Tanner was silent for a few moments. “I just assumed I was buying everything and that it was covered. Stupid me.”
“Stupid you.”
“What was your personal business, anyway?”
“I was visiting your wife.”
“Excuse me? Wanda?”
“Yeah. I just wanted to see her one last time.”
“And how the hell did you pull that off? A person can’t just wander into the morgue and ask to see a body of someone they aren’t related to. Plus, she’s part of a murder investigation. They’d never let you in there.”
“No one let me in,” Porter said. “This is Wabanaki, man. There isn’t a hell of a lot of sophisticated security around these parts.”
“Obviously, since you managed to break into my grandmother’s house in the middle of the night.”
“Tanner, I live here, remember? I have a key to the main house in case of emergencies. I didn’t break in. I let myself in.”
“There’s no emergency,” Tanner said. He stood up and suddenly felt a little light headed. “I think you should go. This is very creepy.”

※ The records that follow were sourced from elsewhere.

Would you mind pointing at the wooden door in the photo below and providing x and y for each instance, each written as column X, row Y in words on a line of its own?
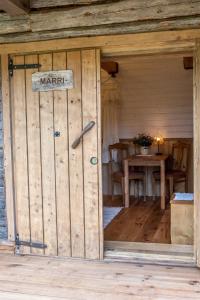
column 57, row 189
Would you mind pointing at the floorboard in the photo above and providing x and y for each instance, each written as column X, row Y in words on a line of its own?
column 141, row 222
column 40, row 278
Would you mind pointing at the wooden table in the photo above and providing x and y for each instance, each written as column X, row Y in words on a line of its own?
column 145, row 161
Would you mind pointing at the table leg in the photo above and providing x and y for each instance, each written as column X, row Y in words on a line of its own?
column 126, row 184
column 162, row 184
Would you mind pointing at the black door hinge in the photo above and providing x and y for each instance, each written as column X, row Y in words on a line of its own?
column 12, row 67
column 31, row 244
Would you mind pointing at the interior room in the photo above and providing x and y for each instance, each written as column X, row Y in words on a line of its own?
column 147, row 133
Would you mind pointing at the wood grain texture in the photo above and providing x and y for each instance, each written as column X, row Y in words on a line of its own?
column 20, row 150
column 34, row 157
column 182, row 222
column 14, row 7
column 99, row 153
column 45, row 279
column 62, row 162
column 52, row 80
column 157, row 42
column 125, row 28
column 141, row 222
column 53, row 3
column 48, row 162
column 76, row 158
column 96, row 17
column 197, row 152
column 7, row 144
column 90, row 144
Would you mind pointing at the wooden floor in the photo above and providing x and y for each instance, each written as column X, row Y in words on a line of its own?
column 37, row 278
column 141, row 222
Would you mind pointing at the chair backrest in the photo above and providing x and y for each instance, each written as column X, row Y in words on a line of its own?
column 118, row 152
column 180, row 154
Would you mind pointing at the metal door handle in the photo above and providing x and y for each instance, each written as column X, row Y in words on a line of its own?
column 86, row 129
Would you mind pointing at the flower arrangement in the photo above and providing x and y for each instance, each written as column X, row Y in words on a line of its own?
column 143, row 140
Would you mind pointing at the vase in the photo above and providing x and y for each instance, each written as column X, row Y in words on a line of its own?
column 144, row 150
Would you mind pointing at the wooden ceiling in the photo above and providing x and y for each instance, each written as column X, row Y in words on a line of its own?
column 23, row 20
column 21, row 7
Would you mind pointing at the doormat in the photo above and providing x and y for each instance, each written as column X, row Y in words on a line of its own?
column 109, row 213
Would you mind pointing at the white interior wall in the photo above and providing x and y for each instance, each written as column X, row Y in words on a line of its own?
column 156, row 97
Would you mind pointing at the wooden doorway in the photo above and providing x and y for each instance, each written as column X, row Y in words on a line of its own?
column 56, row 188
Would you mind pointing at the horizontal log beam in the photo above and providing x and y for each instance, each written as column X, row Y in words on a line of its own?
column 56, row 3
column 183, row 40
column 126, row 16
column 113, row 13
column 185, row 23
column 15, row 7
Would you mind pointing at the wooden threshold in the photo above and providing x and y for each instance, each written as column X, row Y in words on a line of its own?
column 160, row 254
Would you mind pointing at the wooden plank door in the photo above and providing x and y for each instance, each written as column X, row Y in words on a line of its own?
column 196, row 77
column 57, row 189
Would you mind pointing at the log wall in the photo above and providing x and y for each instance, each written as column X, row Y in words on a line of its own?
column 62, row 18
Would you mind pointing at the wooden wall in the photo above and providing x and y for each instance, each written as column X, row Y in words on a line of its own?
column 3, row 219
column 70, row 18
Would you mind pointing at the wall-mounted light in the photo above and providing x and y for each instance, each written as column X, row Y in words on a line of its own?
column 159, row 140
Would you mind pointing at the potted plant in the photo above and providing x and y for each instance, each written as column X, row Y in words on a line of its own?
column 144, row 141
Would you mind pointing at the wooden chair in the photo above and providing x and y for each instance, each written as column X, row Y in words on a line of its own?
column 117, row 169
column 177, row 170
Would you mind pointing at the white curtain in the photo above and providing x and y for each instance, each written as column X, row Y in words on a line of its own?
column 110, row 105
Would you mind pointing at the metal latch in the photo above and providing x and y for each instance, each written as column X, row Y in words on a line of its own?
column 12, row 67
column 19, row 243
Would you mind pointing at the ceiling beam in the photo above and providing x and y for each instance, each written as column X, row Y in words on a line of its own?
column 54, row 3
column 15, row 7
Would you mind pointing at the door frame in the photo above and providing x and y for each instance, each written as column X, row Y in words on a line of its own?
column 126, row 44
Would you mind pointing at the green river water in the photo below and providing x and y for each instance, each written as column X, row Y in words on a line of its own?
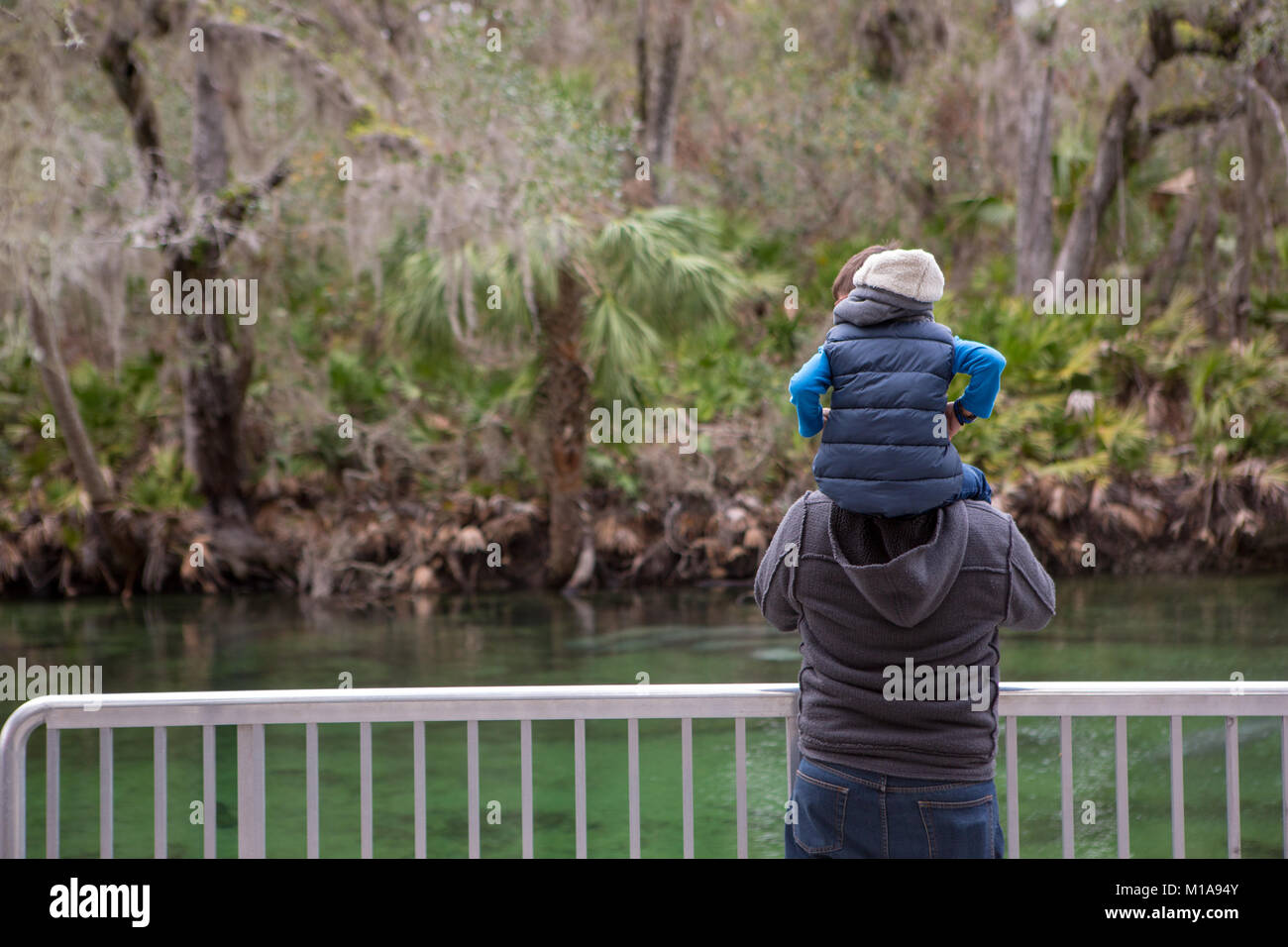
column 1107, row 629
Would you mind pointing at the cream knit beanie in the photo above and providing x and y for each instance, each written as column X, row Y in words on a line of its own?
column 911, row 273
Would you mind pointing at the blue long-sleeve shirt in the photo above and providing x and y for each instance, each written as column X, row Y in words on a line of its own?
column 983, row 364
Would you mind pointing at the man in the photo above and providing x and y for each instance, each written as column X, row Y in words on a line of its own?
column 900, row 667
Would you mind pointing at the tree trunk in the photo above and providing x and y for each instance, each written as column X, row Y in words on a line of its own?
column 1119, row 147
column 1249, row 230
column 1168, row 266
column 214, row 369
column 1033, row 192
column 107, row 531
column 662, row 103
column 562, row 412
column 67, row 418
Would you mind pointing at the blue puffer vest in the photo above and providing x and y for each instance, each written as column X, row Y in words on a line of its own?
column 890, row 367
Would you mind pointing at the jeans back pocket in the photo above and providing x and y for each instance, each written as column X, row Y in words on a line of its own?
column 958, row 828
column 819, row 814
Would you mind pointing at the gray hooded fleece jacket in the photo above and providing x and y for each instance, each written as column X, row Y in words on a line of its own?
column 898, row 621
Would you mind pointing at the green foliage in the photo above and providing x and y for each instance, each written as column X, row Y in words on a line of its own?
column 165, row 483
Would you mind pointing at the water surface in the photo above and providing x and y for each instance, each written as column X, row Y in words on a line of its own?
column 1107, row 629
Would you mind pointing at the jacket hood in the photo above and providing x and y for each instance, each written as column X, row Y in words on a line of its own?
column 867, row 305
column 901, row 571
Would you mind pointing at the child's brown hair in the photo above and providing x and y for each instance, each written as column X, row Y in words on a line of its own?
column 844, row 281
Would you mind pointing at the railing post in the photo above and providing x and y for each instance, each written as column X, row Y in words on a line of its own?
column 250, row 791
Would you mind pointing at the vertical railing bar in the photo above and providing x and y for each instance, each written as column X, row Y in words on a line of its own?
column 472, row 754
column 526, row 784
column 794, row 753
column 104, row 792
column 159, row 792
column 632, row 767
column 207, row 791
column 1121, row 787
column 53, row 759
column 365, row 789
column 1283, row 766
column 1013, row 789
column 687, row 781
column 1177, row 754
column 1234, row 843
column 417, row 757
column 739, row 753
column 250, row 791
column 312, row 838
column 579, row 763
column 1067, row 787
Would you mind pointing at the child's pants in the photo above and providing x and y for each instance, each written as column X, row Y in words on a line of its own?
column 974, row 486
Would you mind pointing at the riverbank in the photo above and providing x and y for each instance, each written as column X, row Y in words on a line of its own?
column 317, row 545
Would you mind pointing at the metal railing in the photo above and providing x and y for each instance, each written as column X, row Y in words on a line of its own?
column 252, row 710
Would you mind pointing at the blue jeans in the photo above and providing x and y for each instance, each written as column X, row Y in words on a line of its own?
column 854, row 813
column 974, row 486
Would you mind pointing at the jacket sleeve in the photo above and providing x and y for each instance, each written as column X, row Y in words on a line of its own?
column 984, row 365
column 805, row 388
column 1031, row 598
column 776, row 579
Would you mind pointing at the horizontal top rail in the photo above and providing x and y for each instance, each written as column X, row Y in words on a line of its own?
column 252, row 710
column 604, row 701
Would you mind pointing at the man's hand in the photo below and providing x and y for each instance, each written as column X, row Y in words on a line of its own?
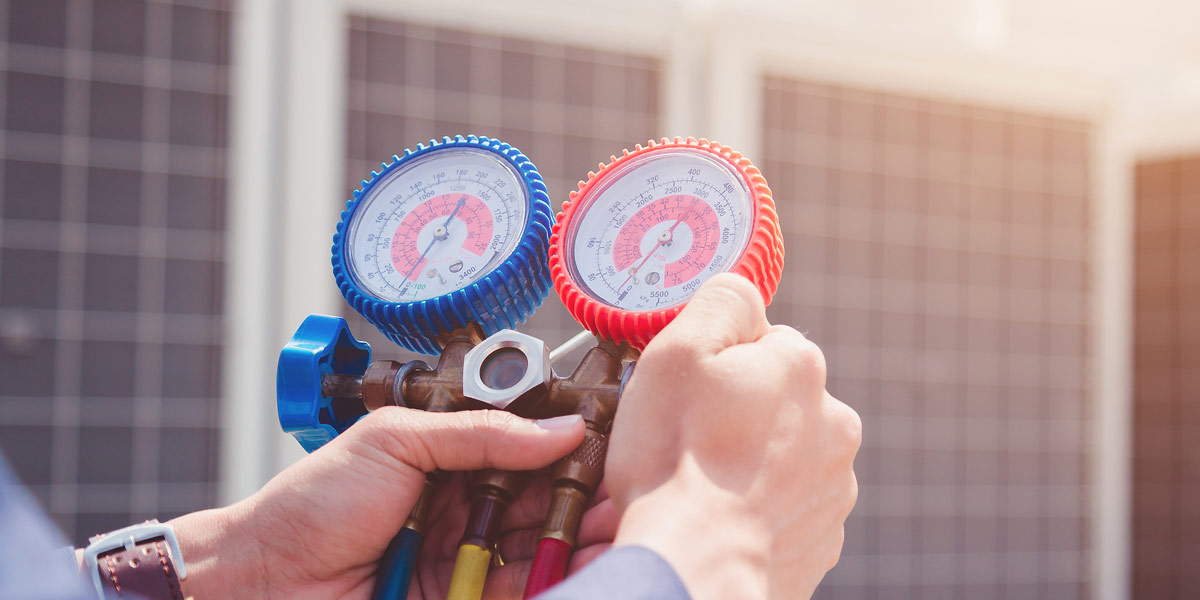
column 319, row 527
column 729, row 457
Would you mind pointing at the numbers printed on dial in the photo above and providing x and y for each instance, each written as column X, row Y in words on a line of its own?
column 436, row 225
column 664, row 225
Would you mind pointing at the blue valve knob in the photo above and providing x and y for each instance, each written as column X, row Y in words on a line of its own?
column 322, row 346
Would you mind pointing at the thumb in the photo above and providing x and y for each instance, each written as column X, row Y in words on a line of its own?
column 474, row 439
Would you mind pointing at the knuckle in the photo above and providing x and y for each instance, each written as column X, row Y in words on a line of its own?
column 835, row 549
column 851, row 493
column 666, row 351
column 487, row 420
column 809, row 359
column 733, row 288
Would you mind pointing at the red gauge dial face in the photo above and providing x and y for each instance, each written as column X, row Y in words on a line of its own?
column 436, row 226
column 654, row 231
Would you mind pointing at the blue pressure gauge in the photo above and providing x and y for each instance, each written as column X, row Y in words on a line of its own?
column 450, row 233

“You think I should go, or should I go?”
“You should fucking go!” Tanner yelled. He grabbed the man by the arm and tried to yank him out of the chair, but he was stronger and heavier than he anticipated. “Why won’t you move?”
“I’m moving!” Porter said. He got to his feet and pushed Tanner as hard as he could with both of his arms. Tanner fell backward and bounced off the bed and onto the floor sending the lamp crashing to the floor. In near darkness again, the two men struggled. A punch was thrown. Then another. They shattered the floor length mirror on the back of the bathroom door. Pictures came off the walls. A cell phone went flying.